There’s a new energy and excitement to Call of Duty multiplayer matches with Advanced Warfare that I’ve not felt in years. There’s a giddy feeling that comes as the timer counts down to the start of any of the game’s dozen or so multiplayer match types. And when that countdown ends, we’re not simply deploying — we’re rocketing out of the gate, boost-sprinting and jumping our way towards enemies and objectives.

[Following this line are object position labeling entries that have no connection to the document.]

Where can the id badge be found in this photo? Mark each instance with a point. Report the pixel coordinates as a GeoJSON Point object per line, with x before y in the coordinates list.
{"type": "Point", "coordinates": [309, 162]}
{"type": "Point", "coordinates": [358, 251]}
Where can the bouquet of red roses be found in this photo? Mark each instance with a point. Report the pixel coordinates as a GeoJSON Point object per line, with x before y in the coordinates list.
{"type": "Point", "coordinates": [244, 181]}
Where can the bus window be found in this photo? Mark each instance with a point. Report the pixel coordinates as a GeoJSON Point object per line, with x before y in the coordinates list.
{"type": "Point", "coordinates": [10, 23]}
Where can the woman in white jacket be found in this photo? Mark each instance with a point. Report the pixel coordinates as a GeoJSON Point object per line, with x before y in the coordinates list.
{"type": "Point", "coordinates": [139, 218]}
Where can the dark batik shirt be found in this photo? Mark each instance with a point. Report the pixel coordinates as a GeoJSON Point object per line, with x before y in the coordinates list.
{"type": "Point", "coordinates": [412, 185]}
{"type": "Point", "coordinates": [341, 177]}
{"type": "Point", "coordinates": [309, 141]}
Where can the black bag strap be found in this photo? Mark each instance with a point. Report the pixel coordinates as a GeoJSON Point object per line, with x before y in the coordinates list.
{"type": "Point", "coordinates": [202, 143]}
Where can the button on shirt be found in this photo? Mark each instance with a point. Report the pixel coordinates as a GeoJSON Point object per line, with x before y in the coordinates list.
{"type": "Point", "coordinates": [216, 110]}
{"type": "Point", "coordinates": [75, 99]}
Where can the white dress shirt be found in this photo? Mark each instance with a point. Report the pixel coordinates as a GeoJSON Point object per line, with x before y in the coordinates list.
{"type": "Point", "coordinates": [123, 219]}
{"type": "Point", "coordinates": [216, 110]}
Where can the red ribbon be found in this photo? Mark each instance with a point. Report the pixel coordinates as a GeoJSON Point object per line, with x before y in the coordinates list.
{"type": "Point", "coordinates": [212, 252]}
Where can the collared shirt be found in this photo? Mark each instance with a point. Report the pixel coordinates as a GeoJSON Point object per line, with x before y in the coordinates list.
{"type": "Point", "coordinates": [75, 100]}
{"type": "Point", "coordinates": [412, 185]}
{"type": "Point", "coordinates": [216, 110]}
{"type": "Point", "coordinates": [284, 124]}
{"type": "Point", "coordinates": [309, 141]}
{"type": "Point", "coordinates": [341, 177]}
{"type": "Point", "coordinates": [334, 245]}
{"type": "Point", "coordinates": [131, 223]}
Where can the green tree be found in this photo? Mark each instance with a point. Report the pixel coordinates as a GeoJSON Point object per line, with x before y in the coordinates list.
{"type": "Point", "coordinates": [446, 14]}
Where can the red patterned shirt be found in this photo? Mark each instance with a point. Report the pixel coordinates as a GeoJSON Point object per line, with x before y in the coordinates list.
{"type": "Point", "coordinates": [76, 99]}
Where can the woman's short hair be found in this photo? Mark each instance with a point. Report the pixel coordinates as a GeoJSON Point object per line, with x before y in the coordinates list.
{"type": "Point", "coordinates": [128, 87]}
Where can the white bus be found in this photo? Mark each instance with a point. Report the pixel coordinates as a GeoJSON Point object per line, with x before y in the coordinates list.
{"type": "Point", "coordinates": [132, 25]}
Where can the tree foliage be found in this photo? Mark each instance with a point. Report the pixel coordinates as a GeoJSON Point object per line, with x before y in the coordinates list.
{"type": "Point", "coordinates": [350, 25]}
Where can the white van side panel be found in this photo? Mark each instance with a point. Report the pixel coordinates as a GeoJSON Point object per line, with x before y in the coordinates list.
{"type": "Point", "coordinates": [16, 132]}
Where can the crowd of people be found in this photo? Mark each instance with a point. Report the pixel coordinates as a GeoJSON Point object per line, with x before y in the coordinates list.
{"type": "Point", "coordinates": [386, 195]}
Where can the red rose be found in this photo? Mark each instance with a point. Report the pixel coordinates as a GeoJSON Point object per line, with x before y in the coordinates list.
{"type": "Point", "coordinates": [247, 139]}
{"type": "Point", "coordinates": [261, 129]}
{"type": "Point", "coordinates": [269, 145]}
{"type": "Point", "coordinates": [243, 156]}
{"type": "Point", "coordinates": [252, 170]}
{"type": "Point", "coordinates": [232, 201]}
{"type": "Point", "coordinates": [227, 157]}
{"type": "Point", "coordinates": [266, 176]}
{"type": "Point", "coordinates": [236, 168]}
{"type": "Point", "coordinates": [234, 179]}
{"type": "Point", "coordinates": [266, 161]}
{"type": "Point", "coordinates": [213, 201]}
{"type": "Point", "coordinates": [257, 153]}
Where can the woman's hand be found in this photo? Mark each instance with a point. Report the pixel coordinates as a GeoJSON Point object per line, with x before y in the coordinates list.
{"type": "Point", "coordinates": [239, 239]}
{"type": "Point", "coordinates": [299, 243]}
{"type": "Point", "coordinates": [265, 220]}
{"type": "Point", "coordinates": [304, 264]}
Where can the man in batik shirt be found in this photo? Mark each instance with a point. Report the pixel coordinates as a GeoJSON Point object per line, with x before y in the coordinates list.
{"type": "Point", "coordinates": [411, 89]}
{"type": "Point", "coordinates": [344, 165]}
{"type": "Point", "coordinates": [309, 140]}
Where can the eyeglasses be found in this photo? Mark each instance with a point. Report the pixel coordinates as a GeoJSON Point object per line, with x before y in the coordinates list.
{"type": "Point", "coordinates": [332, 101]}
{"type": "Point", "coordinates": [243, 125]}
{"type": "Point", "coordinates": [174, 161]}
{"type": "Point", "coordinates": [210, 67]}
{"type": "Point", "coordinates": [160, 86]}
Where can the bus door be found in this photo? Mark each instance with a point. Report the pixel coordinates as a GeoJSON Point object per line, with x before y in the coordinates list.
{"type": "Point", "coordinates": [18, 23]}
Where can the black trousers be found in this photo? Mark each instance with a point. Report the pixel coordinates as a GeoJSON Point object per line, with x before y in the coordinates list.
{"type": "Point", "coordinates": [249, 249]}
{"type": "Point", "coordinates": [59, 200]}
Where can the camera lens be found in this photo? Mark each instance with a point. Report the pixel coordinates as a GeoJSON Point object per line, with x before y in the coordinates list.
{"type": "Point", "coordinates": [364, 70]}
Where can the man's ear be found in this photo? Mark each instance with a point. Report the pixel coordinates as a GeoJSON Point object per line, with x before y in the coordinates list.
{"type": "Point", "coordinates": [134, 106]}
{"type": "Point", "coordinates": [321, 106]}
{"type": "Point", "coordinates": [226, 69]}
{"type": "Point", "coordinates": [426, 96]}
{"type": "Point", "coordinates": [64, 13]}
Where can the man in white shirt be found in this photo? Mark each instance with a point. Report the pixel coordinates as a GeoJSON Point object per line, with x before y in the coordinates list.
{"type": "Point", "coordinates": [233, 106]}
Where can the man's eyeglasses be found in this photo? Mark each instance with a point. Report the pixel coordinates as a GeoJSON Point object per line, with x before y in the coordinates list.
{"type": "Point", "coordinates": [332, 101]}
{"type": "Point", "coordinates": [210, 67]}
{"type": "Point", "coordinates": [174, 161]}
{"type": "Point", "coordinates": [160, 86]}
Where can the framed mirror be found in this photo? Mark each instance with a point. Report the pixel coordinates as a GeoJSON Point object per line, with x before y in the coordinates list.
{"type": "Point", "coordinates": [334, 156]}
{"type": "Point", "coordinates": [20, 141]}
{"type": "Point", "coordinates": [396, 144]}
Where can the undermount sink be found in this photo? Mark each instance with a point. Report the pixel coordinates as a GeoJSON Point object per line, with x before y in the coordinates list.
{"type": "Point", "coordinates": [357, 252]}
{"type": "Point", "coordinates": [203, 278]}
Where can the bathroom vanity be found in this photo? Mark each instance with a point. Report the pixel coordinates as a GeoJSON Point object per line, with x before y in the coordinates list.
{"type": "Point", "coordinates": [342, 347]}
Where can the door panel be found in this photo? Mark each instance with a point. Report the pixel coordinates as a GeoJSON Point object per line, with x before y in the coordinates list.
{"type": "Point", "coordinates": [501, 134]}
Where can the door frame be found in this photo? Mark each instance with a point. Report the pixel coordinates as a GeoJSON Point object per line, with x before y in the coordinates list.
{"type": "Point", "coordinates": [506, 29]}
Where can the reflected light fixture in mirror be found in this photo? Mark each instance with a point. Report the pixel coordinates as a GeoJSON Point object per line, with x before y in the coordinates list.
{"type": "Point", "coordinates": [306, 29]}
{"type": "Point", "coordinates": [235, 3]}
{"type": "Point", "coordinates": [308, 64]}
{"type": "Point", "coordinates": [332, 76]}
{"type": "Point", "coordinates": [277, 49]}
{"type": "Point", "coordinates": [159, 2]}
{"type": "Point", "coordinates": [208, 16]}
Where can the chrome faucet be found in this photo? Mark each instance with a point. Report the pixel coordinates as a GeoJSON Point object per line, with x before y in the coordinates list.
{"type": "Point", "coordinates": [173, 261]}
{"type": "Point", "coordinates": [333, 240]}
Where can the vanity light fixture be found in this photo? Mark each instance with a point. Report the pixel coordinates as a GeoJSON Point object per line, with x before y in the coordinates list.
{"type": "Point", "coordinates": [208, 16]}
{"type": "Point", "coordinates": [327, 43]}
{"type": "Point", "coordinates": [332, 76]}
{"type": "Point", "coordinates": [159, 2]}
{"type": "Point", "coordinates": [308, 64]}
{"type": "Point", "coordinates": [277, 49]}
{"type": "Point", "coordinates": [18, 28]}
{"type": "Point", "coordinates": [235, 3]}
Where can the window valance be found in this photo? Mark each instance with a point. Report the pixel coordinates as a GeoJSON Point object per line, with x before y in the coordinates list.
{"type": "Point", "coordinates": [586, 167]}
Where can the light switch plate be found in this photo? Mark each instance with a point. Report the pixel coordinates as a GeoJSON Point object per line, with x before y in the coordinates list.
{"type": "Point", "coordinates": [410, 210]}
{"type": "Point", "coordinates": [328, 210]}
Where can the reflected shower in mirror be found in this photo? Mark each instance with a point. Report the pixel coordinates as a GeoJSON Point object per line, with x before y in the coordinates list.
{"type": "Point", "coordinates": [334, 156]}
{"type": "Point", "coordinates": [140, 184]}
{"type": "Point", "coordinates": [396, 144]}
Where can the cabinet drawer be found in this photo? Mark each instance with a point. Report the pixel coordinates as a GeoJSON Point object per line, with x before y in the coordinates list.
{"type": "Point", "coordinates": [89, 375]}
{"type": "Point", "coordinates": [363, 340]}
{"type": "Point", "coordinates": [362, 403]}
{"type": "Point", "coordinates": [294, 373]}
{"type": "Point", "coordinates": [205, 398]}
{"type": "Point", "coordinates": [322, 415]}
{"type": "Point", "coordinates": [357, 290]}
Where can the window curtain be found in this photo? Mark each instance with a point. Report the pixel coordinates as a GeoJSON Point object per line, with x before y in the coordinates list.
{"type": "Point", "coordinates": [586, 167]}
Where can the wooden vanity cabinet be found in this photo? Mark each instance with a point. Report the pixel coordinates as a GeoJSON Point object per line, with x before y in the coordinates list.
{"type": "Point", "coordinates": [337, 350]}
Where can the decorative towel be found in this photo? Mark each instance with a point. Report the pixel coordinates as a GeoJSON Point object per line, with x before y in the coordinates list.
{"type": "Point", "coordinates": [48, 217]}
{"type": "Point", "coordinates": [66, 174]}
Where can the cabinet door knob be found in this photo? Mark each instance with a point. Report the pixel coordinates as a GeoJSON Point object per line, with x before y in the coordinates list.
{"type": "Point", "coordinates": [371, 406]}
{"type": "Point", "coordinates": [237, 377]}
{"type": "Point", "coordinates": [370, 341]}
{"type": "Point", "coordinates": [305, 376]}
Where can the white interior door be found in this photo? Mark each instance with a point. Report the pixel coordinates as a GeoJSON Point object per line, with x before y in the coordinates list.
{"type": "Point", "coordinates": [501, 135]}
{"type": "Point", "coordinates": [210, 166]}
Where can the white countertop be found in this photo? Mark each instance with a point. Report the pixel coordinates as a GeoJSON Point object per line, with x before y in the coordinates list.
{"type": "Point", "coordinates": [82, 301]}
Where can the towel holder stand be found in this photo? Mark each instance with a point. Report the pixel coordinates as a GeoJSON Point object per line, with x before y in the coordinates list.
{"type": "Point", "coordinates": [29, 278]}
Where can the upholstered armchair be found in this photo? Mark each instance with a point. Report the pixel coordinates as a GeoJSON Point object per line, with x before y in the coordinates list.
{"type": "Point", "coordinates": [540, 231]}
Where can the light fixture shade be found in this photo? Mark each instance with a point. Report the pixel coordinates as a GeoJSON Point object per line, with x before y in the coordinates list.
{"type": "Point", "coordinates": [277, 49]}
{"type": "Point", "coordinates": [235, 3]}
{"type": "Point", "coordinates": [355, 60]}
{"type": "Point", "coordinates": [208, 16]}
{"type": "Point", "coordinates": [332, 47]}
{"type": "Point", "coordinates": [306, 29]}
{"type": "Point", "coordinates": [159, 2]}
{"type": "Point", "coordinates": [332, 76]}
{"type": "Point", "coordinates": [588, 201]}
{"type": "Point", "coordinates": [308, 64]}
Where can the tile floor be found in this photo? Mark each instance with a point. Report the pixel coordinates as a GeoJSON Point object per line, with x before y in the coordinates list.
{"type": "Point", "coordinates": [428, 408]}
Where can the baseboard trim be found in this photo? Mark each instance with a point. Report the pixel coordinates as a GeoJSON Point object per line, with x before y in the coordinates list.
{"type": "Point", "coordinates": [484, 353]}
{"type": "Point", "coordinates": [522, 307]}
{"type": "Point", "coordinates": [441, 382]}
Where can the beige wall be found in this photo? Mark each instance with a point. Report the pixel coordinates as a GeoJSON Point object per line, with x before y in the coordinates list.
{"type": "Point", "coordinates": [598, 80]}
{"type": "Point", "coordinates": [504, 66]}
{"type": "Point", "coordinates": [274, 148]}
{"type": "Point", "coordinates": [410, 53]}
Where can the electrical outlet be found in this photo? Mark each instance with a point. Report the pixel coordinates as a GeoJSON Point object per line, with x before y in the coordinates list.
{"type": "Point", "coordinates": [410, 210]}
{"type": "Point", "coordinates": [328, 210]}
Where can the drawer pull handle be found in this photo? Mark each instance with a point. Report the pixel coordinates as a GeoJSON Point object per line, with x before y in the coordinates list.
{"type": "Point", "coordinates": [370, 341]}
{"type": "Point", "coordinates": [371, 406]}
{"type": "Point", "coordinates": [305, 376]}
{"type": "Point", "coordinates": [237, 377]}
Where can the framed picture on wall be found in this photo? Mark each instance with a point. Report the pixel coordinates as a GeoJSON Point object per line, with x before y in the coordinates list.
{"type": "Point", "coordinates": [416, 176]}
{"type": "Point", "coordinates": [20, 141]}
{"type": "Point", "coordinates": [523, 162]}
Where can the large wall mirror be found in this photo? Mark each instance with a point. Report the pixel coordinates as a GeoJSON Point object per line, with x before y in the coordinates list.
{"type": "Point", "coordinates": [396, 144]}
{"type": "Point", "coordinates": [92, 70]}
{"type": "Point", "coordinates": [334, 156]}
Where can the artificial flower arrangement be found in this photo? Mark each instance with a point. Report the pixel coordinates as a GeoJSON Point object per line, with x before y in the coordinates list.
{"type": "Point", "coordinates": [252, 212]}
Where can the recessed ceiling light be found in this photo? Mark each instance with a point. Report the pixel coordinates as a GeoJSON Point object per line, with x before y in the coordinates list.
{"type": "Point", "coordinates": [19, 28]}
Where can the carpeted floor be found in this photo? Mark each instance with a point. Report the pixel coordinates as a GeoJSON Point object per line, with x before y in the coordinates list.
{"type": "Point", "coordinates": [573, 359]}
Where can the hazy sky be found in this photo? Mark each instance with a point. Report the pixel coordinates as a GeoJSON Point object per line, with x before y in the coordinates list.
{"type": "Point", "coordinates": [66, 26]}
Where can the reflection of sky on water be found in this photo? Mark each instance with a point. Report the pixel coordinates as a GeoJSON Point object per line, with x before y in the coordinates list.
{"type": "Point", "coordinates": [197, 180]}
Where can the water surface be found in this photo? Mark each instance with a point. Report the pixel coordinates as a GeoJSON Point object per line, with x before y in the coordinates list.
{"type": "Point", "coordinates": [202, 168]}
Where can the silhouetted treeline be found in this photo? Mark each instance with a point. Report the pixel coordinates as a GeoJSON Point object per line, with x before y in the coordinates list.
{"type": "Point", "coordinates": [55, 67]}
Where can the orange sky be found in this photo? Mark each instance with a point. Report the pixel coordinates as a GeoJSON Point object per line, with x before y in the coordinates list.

Between this instilled eagerness and the game’s extensive Pick 13 create-a-class feature, allowing players to build a soldier with just the right equipment, it’s easy for lesser-skilled soldiers like myself to believe we can actually get the job done. And if that proves untrue, at least we’re earning ranks and supply drops at a fast enough rate that showing up at the end of the end-of-game report isn’t quite as painful.

Oh, those glorious supply drops, filled with random weapons and equipment. The joy of opening a box of random goodies might be lost on more hardcore players but, for a borderline casual like me, it’s a drug. Each new weapon added to my arsenal is another round I must play in order to see if it’s “the one”, and even when I think I’ve found it (I’m quite fond of a particular SMG right now), there are variations of that weapon to be found and attachments to add in order to tweak performance and stability.

I’ve never delved this deep into the mechanics of a Call of Duty game. I’ve never really wanted to. The more I explore these systems the more comfortable I get with the game and the higher my name reaches on the end-of-round report.

Still, should the failure start to overwhelm, Advanced Warfare‘s new Combat Readiness Program is a fun and anonymous way for novice players to gain a little more confidence. A quick-and-dirty team deathmatch featuring a mix of players and bots, this special mode disables voice chat, replaces player names with generic “Friendly” and “Enemy” tags and replaces the standard summary with a player progress screen. It’s stupid in the most brilliant of ways.

In an odd juxtaposition, I find myself enjoying the multiplayer modes I normally abhor and not taking to the one I assumed I would love best. I expected the cooperative Exo Survival mode to be right up my alley, given my great love for Call of Duty: Ghosts‘ Extinction campaign, but where Extinction had a cohesive story running throughout, Exo Survival is just a random series of battles with different enemies to kill and objectives to achieve. I enjoy a bit more structure with my co-op. Perhaps the upcoming zombies DLC will scratch that itch more successfully.

There is a stupid moment in Advanced Warfare — but there’ve been stupid moments in nearly every Call of Duty game. Let’s show off the atrocity of war by making the player mow down innocent civilians, Modern Warfare 2. Hey Modern Warfare 3, let’s call to mind the 2005 tube bombings by blowing up the Davis family’s London vacation, little girl and all. Why not put a mission in the game that revolves around assassinating Manuel Noriega, the former Panamanian dictator still alive enough to get incredibly ticked over his depiction in Black Ops II.

Call of Duty has made some bad decisions.Handing the development reins to Sledgehammer Games was not one of those. Sure, we’ve still got a trite story sprinkled with stupid moments, but those stupid moments play out in spectacular fashion, powered by the convincing performances of some of the best virtual actors in the business (and Kevin Spacey). We’re still shooting at each other for points/flags/dogtags/sport, but the way we’re shooting at each other and what we’re shooting with have been vastly upgraded.

Advanced Warfare isn’t a different Call of Duty game. It’s a better one.

Now which button do I hold to wrap this up?